Wenn die Rentenversicherung eine gesundheitsbedingte Umschulung zu Unrecht abgelehnt hat, muss sie die Kosten einer geeigneten selbst begonnenen Maßnahme erstatten. Sie kann dann nicht mehr darauf bestehen, selbst die beste Maßnahme auszuwählen, heißt es in einem am Samstag, 20.09.2014, veröffentlichten Urteil des Landessozialgerichts (LSG) Baden-Württemberg in Stuttgart (AZ: L 11 R 2652/13).
Arbeitnehmer, die ihren Beruf aus gesundheitlichen Gründen nicht mehr fortführen können, haben Anspruch auf Unterstützung bei der Umschulung in einen geeigneten neuen Beruf. Träger dieser „Leistungen zur Teilhabe am Arbeitsleben“ ist meist die Rentenversicherung, teilweise aber auch die Bundesagentur für Arbeit oder andere Träger.
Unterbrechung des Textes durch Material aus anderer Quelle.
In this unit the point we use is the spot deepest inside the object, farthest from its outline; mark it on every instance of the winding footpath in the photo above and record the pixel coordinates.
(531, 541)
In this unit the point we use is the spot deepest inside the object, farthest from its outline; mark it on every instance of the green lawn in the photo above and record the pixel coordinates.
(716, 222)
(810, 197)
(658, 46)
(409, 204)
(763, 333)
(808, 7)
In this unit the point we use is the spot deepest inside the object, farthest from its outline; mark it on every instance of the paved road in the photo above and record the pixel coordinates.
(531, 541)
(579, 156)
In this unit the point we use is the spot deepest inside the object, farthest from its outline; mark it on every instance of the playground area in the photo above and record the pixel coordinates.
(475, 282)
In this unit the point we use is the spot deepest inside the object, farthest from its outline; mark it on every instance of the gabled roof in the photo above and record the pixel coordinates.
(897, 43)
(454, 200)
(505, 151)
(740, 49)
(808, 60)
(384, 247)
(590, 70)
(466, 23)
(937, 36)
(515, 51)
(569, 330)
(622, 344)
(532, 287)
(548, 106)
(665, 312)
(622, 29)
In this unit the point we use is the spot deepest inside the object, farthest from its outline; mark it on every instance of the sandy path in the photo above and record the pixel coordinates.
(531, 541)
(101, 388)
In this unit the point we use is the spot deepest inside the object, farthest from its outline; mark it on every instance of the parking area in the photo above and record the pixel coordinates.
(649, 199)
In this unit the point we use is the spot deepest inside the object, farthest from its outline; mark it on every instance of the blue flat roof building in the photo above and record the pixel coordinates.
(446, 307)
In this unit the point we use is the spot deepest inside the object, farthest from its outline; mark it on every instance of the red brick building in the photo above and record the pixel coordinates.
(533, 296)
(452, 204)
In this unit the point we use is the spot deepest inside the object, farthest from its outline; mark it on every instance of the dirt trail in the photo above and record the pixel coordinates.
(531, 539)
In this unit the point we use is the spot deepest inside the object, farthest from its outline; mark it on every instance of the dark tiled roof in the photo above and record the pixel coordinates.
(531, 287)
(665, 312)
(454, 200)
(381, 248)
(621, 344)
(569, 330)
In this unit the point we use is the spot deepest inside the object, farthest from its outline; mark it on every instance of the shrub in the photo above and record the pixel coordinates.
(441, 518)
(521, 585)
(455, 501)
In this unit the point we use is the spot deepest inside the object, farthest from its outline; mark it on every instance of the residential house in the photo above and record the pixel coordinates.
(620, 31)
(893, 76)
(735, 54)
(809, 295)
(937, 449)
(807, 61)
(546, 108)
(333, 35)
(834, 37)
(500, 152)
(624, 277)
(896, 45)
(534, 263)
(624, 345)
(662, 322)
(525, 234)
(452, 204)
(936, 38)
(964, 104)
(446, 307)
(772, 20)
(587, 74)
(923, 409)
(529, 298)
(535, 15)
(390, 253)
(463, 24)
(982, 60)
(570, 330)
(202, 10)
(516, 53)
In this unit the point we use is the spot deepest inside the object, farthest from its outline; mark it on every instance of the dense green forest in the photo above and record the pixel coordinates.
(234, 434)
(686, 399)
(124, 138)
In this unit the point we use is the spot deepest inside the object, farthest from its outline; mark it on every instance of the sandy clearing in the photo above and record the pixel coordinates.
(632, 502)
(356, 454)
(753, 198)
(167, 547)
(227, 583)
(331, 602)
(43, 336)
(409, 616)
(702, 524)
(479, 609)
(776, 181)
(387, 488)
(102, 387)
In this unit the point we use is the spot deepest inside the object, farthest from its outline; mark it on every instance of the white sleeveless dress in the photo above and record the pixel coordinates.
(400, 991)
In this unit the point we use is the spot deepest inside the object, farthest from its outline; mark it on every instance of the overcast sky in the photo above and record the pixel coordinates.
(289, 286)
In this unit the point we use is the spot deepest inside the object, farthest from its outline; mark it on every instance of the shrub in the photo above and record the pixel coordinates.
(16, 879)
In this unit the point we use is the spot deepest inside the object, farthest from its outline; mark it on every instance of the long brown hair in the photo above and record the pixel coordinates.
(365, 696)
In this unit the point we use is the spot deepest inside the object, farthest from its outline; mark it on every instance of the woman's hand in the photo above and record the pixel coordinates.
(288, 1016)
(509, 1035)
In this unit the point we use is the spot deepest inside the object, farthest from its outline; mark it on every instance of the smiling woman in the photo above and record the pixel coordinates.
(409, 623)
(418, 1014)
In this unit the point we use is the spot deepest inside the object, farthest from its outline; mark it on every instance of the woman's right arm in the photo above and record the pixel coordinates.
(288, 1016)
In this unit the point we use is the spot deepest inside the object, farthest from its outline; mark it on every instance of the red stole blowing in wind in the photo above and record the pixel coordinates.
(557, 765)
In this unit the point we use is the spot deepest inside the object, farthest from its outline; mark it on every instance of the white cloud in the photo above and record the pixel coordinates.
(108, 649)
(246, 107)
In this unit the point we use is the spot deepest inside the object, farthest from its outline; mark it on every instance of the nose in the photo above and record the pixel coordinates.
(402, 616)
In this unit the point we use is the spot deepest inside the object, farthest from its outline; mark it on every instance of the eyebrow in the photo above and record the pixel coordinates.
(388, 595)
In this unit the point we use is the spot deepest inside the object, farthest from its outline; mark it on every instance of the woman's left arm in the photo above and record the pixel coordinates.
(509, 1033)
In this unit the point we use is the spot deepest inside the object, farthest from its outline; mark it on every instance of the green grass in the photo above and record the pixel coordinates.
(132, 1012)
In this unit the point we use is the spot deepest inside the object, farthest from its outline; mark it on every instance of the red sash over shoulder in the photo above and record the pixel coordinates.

Im Streitfall konnte ein Industriemechaniker wegen Wirbelsäulenbeschwerden seine Arbeit nicht mehr ausüben und war über anderthalb Jahre krank. Er wollte in den sozialen Bereich wechseln. Die Rentenversicherung lehnte dies allerdings ab, weil nach dem Abschlussgutachten einer Arbeitserprobung hierfür die erforderliche psychische Belastbarkeit fehle. Stattdessen schlug die Rentenversicherung kaufmännische Berufe vor, die der Industriemechaniker aber nicht erlernen wollte.
Gut neun Monate später begann der Mann auf eigene Kosten eine Weiterbildung zum Arbeitserzieher. Arbeitserzieher unterstützen Menschen beim Einstieg ins Arbeitsleben, die aus sozialen oder gesundheitlichen Gründen solche Hilfe benötigen. Von der Rentenversicherung verlangte er danach die Erstattung der Schulungskosten und der Prüfungsgebühr von zusammen 6.540,00 €. Die Rentenkasse lehnte dies ab.
Wie nun das LSG entschied, muss die Rentenversicherung die Kosten übernehmen. Der Mann sei für die Tätigkeit als Arbeitserzieher geeignet. Frühere psychische Probleme seien nach einem neueren Gutachten längst überwunden.
Zwar komme den Sozialkassen ein „Auswahlermessen“ zu, welche Umschulung sie für besonders geeignet halten. Angesichts der freien Berufswahl müssten sie hierbei aber auch die Wünsche der Betroffenen berücksichtigen.
Hier habe die Rentenversicherung den Wunsch mit einer unzutreffenden Begründung abgelehnt. Auf ihr „Auswahlermessen“ könne sie sich daher nicht mehr berufen. Daher müsse sie die Schulungskosten übernehmen, entschied das LSG Stuttgart in seinem jetzt schriftlich veröffentlichten Urteil vom 22.07.2014.